When to use adaptive thinking:

Math and logic problems
Complex code generation or debugging
Multi-step reasoning tasks
Analysis requiring several considerations

Cost note: thinking tokens are billed at output rates. Use the effort parameter to control the cost-quality tradeoff.

Tool Use (Function Calling)

const tools: Anthropic.Messages.Tool[] = [
  {
    name: 'search_web',
    description: 'Search the web for current information',
    input_schema: {
      type: 'object',
      properties: {
        query: { type: 'string', description: 'Search query' },
        max_results: { type: 'number', description: 'Number of results', default: 5 },
      },
      required: ['query'],
    },
  },
  {
    name: 'run_code',
    description: 'Execute Python code and return the output',
    input_schema: {
      type: 'object',
      properties: {
        code: { type: 'string', description: 'Python code to execute' },
      },
      required: ['code'],
    },
  },
];

async function runAgentLoop(userMessage: string): Promise<string> {
  const messages: Anthropic.Messages.MessageParam[] = [
    { role: 'user', content: userMessage },
  ];

  while (true) {
    const response = await anthropic.messages.create({
      model: 'claude-sonnet-4-6',
      max_tokens: 4096,
      tools,
      messages,
    });

    // Stop if Claude finished without calling tools:
    if (response.stop_reason === 'end_turn') {
      return response.content
        .filter((b) => b.type === 'text')
        .map((b) => (b as Anthropic.Messages.TextBlock).text)
        .join('');
    }

    // Handle tool calls:
    if (response.stop_reason === 'tool_use') {
      // Add Claude's response (may include text + tool_use blocks):
      messages.push({ role: 'assistant', content: response.content });

      // Execute each tool:
      const toolResults: Anthropic.Messages.ToolResultBlockParam[] = [];
      for (const block of response.content) {
        if (block.type !== 'tool_use') continue;

        let result: unknown;
        try {
          result = await executeTool(block.name, block.input as Record<string, unknown>);
        } catch (err) {
          result = `Error: ${err instanceof Error ? err.message : 'Unknown error'}`;
        }

        toolResults.push({
          type: 'tool_result',
          tool_use_id: block.id,
          content: JSON.stringify(result),
          // is_error: true,  // Uncomment for error results
        });
      }

      messages.push({ role: 'user', content: toolResults });
    }
  }
}

Vision: Analyzing Images

// Image from URL:
const response = await anthropic.messages.create({
  model: 'claude-sonnet-4-6',
  max_tokens: 1024,
  messages: [
    {
      role: 'user',
      content: [
        {
          type: 'image',
          source: {
            type: 'url',
            url: 'https://example.com/screenshot.png',
          },
        },
        {
          type: 'text',
          text: 'What UI issues do you see in this screenshot? Be specific.',
        },
      ],
    },
  ],
});

// Image from file (base64):
import fs from 'fs';

const imageBuffer = fs.readFileSync('diagram.png');
const base64Image = imageBuffer.toString('base64');

const response = await anthropic.messages.create({
  model: 'claude-sonnet-4-6',
  max_tokens: 2048,
  messages: [
    {
      role: 'user',
      content: [
        {
          type: 'image',
          source: {
            type: 'base64',
            media_type: 'image/png',  // 'image/jpeg', 'image/gif', 'image/webp'
            data: base64Image,
          },
        },
        { type: 'text', text: 'Explain this architecture diagram.' },
      ],
    },
  ],
});

Message History (Multi-turn Conversations)

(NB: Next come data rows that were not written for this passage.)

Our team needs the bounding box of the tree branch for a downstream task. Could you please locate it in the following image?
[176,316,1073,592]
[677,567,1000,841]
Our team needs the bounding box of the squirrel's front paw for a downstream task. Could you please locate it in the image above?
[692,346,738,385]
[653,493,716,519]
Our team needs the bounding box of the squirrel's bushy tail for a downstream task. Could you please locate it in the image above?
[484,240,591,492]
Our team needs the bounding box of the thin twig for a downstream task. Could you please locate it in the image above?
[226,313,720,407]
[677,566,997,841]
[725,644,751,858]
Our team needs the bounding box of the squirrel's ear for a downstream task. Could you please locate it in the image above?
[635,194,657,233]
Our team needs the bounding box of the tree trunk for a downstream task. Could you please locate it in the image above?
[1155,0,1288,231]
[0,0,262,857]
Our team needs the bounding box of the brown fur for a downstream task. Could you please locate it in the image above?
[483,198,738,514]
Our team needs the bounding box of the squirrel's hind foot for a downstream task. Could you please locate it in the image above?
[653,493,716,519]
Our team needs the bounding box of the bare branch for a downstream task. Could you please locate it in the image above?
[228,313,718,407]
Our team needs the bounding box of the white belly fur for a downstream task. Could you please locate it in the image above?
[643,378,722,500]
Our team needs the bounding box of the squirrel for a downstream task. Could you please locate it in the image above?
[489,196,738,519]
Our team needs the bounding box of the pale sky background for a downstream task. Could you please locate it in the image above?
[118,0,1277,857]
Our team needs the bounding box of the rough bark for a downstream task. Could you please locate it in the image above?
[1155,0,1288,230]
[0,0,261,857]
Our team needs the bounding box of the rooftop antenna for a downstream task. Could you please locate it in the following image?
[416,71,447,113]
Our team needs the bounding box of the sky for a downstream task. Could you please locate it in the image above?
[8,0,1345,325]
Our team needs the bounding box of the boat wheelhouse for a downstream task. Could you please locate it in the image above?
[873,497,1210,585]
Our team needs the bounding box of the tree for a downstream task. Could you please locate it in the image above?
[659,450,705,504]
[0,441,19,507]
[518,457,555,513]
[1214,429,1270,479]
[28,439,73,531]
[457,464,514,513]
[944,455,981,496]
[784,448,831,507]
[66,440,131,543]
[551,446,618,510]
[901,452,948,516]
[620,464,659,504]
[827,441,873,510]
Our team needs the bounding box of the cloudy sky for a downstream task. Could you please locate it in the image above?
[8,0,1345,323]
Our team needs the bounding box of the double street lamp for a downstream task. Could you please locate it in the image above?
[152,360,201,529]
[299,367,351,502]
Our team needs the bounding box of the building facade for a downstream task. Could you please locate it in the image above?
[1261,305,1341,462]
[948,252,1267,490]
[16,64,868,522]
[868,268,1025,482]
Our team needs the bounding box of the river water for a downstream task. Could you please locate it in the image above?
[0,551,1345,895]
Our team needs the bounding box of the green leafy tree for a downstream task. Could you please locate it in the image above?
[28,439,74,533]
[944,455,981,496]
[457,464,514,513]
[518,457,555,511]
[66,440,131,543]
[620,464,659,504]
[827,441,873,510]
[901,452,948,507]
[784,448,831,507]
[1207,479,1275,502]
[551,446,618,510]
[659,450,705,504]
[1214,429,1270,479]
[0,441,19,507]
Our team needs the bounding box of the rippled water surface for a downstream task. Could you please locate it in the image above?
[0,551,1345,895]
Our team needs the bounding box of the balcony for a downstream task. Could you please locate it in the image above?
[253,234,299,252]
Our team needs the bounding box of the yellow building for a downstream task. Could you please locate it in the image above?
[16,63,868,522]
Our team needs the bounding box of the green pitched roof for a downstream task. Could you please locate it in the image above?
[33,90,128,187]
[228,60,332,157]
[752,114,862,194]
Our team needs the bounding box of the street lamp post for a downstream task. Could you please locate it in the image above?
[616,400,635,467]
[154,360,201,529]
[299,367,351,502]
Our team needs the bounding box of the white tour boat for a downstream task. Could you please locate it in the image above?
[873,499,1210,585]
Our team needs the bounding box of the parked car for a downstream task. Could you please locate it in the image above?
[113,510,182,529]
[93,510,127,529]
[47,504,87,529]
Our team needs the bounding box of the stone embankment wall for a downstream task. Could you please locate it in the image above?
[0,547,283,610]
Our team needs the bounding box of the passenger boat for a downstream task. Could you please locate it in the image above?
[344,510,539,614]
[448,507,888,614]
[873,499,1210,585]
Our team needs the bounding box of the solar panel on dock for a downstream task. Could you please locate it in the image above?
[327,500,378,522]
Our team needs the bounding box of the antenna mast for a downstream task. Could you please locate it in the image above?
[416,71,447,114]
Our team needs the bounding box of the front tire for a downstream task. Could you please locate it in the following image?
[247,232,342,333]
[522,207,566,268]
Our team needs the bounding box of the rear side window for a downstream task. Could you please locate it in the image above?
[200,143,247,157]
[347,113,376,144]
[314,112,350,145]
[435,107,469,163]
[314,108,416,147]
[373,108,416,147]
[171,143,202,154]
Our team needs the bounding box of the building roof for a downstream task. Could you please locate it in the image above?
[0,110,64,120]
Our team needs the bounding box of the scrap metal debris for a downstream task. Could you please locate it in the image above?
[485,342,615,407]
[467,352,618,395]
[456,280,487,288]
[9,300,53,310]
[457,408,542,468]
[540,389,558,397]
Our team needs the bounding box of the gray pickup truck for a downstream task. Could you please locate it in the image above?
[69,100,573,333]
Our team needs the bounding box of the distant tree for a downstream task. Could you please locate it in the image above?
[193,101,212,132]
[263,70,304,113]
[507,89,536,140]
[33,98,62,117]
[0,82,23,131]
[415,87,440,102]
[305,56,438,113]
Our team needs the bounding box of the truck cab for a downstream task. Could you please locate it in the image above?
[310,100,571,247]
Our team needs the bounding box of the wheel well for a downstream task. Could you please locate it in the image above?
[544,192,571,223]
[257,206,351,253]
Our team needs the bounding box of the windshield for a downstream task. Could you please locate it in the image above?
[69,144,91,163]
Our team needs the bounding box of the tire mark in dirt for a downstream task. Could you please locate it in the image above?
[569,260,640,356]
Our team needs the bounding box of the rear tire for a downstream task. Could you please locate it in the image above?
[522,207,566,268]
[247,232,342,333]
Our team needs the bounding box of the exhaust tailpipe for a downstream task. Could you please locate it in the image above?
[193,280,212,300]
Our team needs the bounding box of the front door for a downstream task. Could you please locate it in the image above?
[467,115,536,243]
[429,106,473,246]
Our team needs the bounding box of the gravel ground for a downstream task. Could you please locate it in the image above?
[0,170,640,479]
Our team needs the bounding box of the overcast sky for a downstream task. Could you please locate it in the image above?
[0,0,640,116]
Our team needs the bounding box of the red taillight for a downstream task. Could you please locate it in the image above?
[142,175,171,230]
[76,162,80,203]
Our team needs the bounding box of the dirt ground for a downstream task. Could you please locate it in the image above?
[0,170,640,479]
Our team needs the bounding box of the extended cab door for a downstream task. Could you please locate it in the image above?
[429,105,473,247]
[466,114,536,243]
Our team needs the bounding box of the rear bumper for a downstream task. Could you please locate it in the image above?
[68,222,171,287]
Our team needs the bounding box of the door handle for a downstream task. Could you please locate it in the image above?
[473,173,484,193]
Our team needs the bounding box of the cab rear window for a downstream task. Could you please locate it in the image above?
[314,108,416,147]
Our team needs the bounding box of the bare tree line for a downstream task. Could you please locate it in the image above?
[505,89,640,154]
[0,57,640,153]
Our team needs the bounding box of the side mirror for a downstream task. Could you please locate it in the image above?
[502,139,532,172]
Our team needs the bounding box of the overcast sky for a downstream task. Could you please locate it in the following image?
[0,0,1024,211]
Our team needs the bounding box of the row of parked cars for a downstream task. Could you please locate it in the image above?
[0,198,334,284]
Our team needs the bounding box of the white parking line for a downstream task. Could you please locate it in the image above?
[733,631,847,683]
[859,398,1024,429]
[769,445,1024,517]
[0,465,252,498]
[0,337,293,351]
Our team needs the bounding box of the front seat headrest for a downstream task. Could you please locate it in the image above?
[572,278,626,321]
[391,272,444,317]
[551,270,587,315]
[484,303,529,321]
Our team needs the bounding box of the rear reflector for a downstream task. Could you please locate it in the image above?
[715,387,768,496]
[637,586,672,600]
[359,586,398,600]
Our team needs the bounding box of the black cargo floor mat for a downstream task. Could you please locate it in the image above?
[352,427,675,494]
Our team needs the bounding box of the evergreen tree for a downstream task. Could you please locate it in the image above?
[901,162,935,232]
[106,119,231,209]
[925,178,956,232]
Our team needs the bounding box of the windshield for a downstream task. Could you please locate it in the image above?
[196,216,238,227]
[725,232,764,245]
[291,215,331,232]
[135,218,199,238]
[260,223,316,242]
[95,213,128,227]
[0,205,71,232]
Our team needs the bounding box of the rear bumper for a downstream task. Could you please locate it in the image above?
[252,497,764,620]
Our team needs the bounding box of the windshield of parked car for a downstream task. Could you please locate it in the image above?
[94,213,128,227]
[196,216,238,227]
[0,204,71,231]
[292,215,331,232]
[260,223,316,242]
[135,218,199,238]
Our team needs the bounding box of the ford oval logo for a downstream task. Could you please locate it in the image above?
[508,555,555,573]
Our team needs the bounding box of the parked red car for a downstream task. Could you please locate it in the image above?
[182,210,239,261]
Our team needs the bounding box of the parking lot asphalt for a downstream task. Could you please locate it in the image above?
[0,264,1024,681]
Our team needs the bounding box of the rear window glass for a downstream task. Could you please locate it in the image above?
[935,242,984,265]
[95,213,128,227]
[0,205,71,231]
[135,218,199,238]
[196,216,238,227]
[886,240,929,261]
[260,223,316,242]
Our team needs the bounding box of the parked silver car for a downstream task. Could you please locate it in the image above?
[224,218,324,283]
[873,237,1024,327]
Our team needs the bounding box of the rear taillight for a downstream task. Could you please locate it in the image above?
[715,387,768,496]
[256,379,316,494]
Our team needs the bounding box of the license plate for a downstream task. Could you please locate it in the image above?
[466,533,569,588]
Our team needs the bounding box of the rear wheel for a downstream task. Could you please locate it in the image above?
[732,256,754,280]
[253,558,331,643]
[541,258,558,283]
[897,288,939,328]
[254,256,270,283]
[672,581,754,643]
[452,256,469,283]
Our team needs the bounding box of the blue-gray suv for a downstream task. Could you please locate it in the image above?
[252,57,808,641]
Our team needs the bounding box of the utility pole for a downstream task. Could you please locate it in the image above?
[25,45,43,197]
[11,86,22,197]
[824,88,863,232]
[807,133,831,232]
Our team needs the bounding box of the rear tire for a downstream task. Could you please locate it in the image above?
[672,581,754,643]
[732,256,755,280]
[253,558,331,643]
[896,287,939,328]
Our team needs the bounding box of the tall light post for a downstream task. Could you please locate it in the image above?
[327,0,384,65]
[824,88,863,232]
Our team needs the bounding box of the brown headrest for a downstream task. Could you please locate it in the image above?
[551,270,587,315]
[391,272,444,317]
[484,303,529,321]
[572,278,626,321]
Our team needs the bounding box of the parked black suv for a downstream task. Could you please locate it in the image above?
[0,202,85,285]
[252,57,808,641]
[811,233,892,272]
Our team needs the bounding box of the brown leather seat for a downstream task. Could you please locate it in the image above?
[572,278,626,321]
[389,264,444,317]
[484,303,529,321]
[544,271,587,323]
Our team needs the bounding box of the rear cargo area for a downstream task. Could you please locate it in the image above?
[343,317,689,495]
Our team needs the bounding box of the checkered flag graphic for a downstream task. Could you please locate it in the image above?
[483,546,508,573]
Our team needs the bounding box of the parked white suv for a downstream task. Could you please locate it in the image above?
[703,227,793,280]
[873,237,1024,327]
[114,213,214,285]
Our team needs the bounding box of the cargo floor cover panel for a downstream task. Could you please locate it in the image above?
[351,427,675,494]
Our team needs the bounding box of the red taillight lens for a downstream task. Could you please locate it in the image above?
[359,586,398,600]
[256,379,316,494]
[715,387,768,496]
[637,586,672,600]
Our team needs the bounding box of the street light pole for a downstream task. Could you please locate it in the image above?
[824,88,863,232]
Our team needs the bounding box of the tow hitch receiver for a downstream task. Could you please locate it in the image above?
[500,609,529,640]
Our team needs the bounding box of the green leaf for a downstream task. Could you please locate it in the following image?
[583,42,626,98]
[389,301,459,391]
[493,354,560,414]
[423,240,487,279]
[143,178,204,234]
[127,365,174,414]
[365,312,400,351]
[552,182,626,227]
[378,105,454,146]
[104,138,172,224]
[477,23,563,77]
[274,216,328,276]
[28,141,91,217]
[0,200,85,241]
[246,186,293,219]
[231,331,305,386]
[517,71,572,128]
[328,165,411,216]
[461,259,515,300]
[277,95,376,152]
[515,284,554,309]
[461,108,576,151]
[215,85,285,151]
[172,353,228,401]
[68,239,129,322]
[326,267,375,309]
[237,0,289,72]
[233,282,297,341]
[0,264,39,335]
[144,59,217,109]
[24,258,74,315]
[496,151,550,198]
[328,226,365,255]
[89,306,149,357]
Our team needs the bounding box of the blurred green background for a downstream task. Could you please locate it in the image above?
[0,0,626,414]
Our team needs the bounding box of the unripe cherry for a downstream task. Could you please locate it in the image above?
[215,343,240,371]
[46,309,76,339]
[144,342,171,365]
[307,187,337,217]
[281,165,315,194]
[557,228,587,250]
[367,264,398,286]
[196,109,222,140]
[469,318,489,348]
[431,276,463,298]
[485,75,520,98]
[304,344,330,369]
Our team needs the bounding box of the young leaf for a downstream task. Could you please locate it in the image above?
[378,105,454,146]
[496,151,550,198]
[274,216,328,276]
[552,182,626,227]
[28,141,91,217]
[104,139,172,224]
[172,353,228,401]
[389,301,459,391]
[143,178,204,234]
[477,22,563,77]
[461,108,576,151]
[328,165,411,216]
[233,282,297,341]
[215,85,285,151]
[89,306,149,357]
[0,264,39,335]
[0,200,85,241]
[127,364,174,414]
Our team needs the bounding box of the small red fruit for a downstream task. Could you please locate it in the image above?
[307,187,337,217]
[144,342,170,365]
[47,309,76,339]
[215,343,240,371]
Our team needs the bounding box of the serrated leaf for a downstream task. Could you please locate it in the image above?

// Stateless pattern — manage history yourself:
const conversationHistory: Anthropic.Messages.MessageParam[] = [];

async function chat(userMessage: string): Promise<string> {
  // Add user message:
  conversationHistory.push({ role: 'user', content: userMessage });

  const response = await anthropic.messages.create({
    model: 'claude-sonnet-4-6',
    max_tokens: 1024,
    system: 'You are a helpful assistant.',
    messages: conversationHistory,
  });

  const assistantMessage = response.content
    .filter((b) => b.type === 'text')
    .map((b) => (b as Anthropic.Messages.TextBlock).text)
    .join('');

  // Add assistant response to history:
  conversationHistory.push({ role: 'assistant', content: response.content });

  return assistantMessage;
}

Cost Optimization Checklist

1. Model selection:
   → Haiku 4.5 for classification, simple extraction, routing ($1/$5 per 1M)
   → Sonnet 4.6 for most production tasks — best value ($3/$15 per 1M)
   → Opus 4.6 for agentic workflows and complex reasoning ($5/$25 per 1M)

2. Prompt caching:
   → Cache system prompts >1024 tokens
   → Cache large context (docs, codebase, examples)
   → Saves 90% on input tokens for cached content

3. Token budgeting:
   → Set max_tokens to ~16000 for non-streaming, ~64000 for streaming
   → Use streaming to stop early when you have enough output
   → Use the effort parameter (low/medium/high) to control thinking costs

4. Batching:
   → Use Message Batches API for offline/async workloads
   → 50% cost reduction, up to 24hr processing window
   → Great for: bulk classification, data extraction, eval runs

Claude vs. OpenAI API: Key Differences

If you're migrating from OpenAI or building on both APIs, several Claude API patterns differ in ways that will break direct ports.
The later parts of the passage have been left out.